2.3.Se quiséssemos acrescentar aqui uma terceira surpresa, seria preciso escutar a resposta de Jesus à pergunta sobre “quem é o meu próximo” (Lc 10,29), que Jesus ilustra com a parábola do Bom samaritano. Ali o próximo não é exclusivamente a pessoa da minha família, da minha raça, do meu país, da minha religião, do meu grupo. Não. Ao amor não lhe interessa se o irmão ferido vem daqui ou dacolá (FT 62). O amor não tem fronteiras. Para Jesus, não interessa quem é o meu vizinho, quem é o meu próximo, mas que eu me torne próximo e vizinho de quem quer que seja que Deus coloque no meu caminho!

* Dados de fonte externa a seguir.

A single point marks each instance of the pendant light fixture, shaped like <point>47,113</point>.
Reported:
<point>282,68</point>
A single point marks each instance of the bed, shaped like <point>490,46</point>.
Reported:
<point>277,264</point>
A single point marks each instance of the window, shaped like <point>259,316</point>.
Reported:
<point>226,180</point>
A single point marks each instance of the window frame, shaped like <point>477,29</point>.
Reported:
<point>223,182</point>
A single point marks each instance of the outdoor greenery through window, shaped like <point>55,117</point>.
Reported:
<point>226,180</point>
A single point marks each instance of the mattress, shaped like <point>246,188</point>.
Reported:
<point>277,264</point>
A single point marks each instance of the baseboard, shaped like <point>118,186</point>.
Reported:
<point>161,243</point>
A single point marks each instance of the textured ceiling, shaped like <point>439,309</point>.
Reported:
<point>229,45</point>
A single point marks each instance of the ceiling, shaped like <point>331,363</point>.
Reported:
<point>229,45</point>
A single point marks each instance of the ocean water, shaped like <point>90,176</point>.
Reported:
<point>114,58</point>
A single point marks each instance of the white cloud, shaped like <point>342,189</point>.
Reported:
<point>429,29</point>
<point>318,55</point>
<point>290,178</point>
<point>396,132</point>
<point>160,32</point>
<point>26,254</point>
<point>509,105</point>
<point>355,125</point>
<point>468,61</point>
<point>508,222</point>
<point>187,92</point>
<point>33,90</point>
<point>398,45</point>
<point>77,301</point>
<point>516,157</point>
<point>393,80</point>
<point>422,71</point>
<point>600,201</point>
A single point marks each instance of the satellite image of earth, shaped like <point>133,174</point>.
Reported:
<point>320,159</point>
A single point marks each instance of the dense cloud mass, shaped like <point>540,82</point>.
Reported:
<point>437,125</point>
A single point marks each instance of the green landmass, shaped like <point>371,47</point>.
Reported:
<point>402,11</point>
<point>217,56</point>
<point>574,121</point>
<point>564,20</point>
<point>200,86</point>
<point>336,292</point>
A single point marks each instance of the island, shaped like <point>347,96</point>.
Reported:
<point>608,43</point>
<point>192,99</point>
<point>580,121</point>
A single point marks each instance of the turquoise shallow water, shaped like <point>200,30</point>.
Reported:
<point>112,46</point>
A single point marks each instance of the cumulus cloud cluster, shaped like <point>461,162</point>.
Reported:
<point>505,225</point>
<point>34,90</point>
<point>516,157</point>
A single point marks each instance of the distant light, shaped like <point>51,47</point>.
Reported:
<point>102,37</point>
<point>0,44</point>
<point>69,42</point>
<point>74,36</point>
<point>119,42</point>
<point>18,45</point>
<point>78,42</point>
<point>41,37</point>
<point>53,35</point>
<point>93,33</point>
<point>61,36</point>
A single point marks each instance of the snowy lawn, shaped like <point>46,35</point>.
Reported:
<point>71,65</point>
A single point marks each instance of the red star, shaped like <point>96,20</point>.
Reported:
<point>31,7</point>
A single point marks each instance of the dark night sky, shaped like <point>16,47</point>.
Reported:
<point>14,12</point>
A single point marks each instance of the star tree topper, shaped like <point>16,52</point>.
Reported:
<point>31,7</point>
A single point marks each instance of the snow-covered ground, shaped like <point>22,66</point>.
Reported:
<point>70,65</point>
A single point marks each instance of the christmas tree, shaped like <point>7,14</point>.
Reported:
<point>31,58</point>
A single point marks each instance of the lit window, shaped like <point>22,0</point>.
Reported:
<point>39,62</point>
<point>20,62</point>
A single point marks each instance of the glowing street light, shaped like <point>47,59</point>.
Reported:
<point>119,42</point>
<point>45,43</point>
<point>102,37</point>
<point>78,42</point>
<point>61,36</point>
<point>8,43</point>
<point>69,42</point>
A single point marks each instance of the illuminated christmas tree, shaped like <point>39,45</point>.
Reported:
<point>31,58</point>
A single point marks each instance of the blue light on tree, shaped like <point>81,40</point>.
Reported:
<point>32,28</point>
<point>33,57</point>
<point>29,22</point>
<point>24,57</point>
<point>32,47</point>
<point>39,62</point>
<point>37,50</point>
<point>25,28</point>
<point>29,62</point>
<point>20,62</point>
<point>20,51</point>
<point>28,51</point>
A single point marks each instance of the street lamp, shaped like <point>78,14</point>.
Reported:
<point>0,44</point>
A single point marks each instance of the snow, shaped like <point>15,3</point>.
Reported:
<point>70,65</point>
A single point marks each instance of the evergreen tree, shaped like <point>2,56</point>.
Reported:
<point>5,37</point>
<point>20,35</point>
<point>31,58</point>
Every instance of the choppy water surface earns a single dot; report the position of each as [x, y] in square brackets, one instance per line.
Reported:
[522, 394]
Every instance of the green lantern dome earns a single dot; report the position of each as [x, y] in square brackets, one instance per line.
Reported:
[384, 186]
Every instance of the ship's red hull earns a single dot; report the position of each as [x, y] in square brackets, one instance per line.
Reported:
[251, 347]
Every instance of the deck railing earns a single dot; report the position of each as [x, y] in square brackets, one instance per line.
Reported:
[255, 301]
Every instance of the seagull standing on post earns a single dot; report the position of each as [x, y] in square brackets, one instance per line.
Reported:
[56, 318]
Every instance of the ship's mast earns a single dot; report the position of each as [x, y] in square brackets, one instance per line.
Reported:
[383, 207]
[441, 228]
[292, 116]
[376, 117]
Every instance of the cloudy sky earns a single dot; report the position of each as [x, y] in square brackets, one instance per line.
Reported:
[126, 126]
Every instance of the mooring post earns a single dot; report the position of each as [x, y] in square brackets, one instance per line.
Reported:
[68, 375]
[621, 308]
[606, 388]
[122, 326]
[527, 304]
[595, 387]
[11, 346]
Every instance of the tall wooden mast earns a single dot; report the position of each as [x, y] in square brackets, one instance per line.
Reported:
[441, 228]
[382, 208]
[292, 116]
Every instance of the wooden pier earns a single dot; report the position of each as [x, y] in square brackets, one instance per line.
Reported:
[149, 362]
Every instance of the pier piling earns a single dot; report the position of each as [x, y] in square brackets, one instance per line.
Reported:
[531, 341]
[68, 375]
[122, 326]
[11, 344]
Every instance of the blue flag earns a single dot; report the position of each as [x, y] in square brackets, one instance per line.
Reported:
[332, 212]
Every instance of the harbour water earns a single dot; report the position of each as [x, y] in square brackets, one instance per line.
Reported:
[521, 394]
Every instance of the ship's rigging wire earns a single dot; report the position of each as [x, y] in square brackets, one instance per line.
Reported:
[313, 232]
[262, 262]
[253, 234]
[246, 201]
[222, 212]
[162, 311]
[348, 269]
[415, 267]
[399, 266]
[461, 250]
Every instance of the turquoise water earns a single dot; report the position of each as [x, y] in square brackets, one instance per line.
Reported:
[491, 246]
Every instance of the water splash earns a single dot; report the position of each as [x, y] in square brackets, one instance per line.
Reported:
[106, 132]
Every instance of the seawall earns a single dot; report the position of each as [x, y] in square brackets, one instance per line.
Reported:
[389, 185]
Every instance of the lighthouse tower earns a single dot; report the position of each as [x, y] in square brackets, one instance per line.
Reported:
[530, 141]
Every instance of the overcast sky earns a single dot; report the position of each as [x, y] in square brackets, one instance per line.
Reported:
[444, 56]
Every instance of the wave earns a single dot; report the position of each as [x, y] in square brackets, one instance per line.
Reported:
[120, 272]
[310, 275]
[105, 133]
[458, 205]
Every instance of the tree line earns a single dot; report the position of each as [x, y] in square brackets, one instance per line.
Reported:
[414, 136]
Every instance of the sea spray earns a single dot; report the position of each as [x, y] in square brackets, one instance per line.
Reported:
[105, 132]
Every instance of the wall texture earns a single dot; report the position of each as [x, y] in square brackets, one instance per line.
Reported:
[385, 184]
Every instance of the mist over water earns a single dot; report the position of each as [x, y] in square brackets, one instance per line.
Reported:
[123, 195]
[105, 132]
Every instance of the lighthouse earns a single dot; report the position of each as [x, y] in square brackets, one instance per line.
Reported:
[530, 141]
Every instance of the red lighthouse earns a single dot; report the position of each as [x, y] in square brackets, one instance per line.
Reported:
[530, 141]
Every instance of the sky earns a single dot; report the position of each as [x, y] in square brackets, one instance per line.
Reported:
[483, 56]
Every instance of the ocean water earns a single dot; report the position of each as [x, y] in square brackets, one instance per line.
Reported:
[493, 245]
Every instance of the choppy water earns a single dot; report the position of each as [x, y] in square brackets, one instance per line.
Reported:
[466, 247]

3.Irmãos e irmãs: este Evangelho previne-nos para o risco da dupla personalidade, na vivência da nossa fé: de um lado teríamos algum tempo de sobra e algum espaço para o amor a Deus, para as rezas e devoções, para os deveres religiosos e para dar lugar aos sentimentos piedosos e… do outro, teríamos a prática do amor concreto ao próximo, segundo o grau de mérito ou de simpatia pelo outro. Não. Sejamos claros: amo o próximo quando estou a celebrar a fé e a rezar e nesse encontro me deixo tocar, preencher e transformar pelo amor de Deus. E amo a Deus, quando sirvo o próximo, reconhecendo nele a imagem do Deus a quem rezo. Não amo a Deus se, por alguma razão, o meu próximo está distante do meu amor por ele.Não amo verdadeiramente o próximo como irmão se não me move o amor de Deus. Também aqui, nestes dois mandamentos, não separe o homem o que Deus uniu!
4.Irmãos e irmãs: estamos a poucos dias da Solenidade de Todos os Santos. Os Santos encontraram a fonte e a sua capacidade de amar o próximo, a partir do seu amor e do seu encontro com o Senhor, sobretudo na Eucaristia. E este encontro com o Senhor ganhou realismo e profundidade no serviço aos outros. A conclusão é bem clara: o amor a Deus e o amor ao próximo são inseparáveis, constituem um único mandamento. Mas, ambos vivem e bebem daquela fonte do amor maior com que Deus a todos nos amou primeiro e inteiro!